Eine Partie Schach trainiert die Gedächtnisfunktion, sagt Berthold Vorbrink. Foto: Frank Klausmeyer

Das kennt wohl jeder: Plötzlich setzt das Gedächtnis aus. Alles vergessen für den Moment. Außer einem „Äaahm“ bringt man nix über die Lippen – und das mitten im Gespräch. Peinlich!

Dann sind die Autoschlüssel auf einmal verschwunden. Mist! Gerade waren sie noch da. Und immer diese Eile, man hätte schon längst weg sein wollen. Und am Bankautomaten fällt einem die PIN der EC-Karte nicht mehr ein.

Das sind nur wenige Beispiele von vielen, in denen einem das Gedächtnis im Alltag einen Streich spielt und so mitunter für Turbulenzen sorgt.

Doch, das Gedächtnis lässt sich trainieren. Der Ortsverein Westerkappeln des Deutschen Roten Kreuzes ( DRK ) bietet jetzt nach der positiven Resonanz der vergangenen Kurse erneut einen Kursus „Ganzheitliches Gedächtnistraining “ an.

Das Angebot richtet sich an alle Interessenten, die in einer Gruppe auf vergnügliche und spannende Art ohne Leistungsdruck dem Gedächtnis auf vielfältige Weise auf die Sprünge helfen wollen.

Spaß, Lachen und Unterhaltung stehen bei dem Angebot in Westerkappeln an erster Stelle. Und das ist auch ganz im Sinne des Gedächtnistrainers Berthold Vorbrink. Denn: „Man lernt besser, wenn es Spaß macht. Und Kommunikation ist aktives Gedächtnistraining.“ Doch eine gewisse Ernsthaftigkeit ist dem Leiter natürlich auch wichtig.

Trainiert werden Konzentration, Wortfindung, Merkfähigkeit und Reproduktion. Das Ganze natürlich mit der richtigen Lockerheit, das heißt mit Hilfe heiterer Gedächtnisspiele. „Spielen ist ein uralter Trieb des Menschen. Bei uns hat das Spielen aber einen besonderen Zweck“, so Vorbrink.
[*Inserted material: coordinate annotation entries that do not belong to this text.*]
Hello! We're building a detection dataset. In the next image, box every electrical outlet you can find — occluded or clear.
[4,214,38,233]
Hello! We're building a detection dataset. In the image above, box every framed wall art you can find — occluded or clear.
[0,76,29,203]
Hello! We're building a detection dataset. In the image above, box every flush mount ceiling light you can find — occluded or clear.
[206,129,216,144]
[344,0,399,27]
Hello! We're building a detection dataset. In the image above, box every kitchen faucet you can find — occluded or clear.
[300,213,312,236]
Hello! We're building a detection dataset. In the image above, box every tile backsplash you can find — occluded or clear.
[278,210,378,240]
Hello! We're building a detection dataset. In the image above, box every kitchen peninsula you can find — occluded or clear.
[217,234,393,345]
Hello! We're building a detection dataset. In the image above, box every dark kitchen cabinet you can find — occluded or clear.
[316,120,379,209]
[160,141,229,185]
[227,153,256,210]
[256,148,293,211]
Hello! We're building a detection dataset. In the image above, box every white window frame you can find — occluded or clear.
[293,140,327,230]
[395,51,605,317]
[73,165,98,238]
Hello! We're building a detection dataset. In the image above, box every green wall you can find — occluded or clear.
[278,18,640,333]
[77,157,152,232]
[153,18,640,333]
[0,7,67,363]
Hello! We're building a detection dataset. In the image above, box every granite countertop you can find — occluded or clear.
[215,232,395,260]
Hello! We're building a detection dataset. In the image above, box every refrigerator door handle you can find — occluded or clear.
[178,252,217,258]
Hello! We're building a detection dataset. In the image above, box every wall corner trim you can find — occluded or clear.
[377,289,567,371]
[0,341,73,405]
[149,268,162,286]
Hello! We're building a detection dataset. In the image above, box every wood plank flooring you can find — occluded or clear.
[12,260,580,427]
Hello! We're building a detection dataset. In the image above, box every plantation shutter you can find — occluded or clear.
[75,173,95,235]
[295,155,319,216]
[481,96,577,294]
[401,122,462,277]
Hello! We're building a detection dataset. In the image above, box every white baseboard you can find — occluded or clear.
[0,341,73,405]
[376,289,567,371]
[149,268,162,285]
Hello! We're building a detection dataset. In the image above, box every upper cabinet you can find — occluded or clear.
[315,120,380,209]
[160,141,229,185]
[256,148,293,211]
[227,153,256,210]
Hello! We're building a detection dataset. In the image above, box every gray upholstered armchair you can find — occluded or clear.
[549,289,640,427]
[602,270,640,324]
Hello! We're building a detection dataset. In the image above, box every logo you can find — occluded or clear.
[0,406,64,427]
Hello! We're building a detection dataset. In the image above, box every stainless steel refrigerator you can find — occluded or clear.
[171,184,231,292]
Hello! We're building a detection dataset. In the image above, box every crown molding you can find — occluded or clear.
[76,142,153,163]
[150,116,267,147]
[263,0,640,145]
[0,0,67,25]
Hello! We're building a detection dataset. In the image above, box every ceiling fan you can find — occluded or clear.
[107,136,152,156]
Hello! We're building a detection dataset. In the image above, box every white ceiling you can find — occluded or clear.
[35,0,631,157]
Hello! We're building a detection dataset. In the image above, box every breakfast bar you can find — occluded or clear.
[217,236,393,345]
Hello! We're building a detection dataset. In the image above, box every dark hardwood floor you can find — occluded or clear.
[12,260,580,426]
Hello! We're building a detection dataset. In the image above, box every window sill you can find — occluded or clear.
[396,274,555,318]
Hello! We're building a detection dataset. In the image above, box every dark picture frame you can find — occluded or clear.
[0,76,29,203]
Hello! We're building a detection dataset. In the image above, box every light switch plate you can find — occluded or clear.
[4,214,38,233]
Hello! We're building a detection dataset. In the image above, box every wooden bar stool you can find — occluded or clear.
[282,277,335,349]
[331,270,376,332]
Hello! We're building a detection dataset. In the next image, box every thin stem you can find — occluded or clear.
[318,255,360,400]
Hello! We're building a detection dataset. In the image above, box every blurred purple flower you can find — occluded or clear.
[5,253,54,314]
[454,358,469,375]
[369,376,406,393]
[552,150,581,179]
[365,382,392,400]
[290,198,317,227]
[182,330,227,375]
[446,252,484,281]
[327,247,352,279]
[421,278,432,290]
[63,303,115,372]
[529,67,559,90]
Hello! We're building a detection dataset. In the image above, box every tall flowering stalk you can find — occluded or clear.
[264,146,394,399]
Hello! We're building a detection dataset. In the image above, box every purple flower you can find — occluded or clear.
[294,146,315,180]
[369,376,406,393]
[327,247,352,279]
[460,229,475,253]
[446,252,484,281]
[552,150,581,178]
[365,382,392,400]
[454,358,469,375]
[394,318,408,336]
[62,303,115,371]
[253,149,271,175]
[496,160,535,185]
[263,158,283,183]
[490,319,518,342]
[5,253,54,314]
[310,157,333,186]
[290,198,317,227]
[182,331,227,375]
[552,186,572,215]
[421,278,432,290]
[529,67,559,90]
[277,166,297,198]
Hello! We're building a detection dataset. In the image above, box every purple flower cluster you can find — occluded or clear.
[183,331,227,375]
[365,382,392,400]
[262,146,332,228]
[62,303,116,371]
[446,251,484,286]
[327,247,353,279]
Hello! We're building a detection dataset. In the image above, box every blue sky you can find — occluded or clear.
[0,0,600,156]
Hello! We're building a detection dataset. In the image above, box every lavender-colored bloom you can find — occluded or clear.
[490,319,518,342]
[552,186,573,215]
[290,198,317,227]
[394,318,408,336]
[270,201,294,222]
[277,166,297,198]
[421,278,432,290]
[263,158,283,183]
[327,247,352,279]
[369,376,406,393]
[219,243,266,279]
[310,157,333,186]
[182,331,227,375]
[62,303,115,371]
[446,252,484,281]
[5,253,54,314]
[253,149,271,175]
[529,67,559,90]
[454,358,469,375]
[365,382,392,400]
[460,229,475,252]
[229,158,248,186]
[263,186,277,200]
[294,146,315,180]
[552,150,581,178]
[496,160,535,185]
„Bei den Spielen werden alle Sinnesorgane angesprochen: Hören, Sehen, Riechen, Fühlen, Verstand und Gefühl. Und die Lachmuskeln nicht zu vergessen.“

Gedächtnistraining sei übrigens längst nicht nur etwas für ältere Leute, denn schon während der Schulzeit wird Vorbrink zufolge damit begonnen, spezielle Konzentrationsübungen einzuüben. Ab einem gewissen Alter werde den Menschen aber oft stärker bewusst, dass sie etwas vergessen oder nicht richtig verstanden haben. Ganz wichtig sei es dann, so Vorbrink weiter, dass man seine sozialen Kontakte pflege.

Wer keinen Spaß an einem Gedächtnistraining empfinde, dem empfehle er ein Instrument oder eine Fremdsprache zu erlernen.

Längerfristig wären diese Alternativen aber zu einseitig. Das ganzheitliche Gedächtnistraining hätte den Vorteil, dass damit verschiedene Bereiche gefördert würden.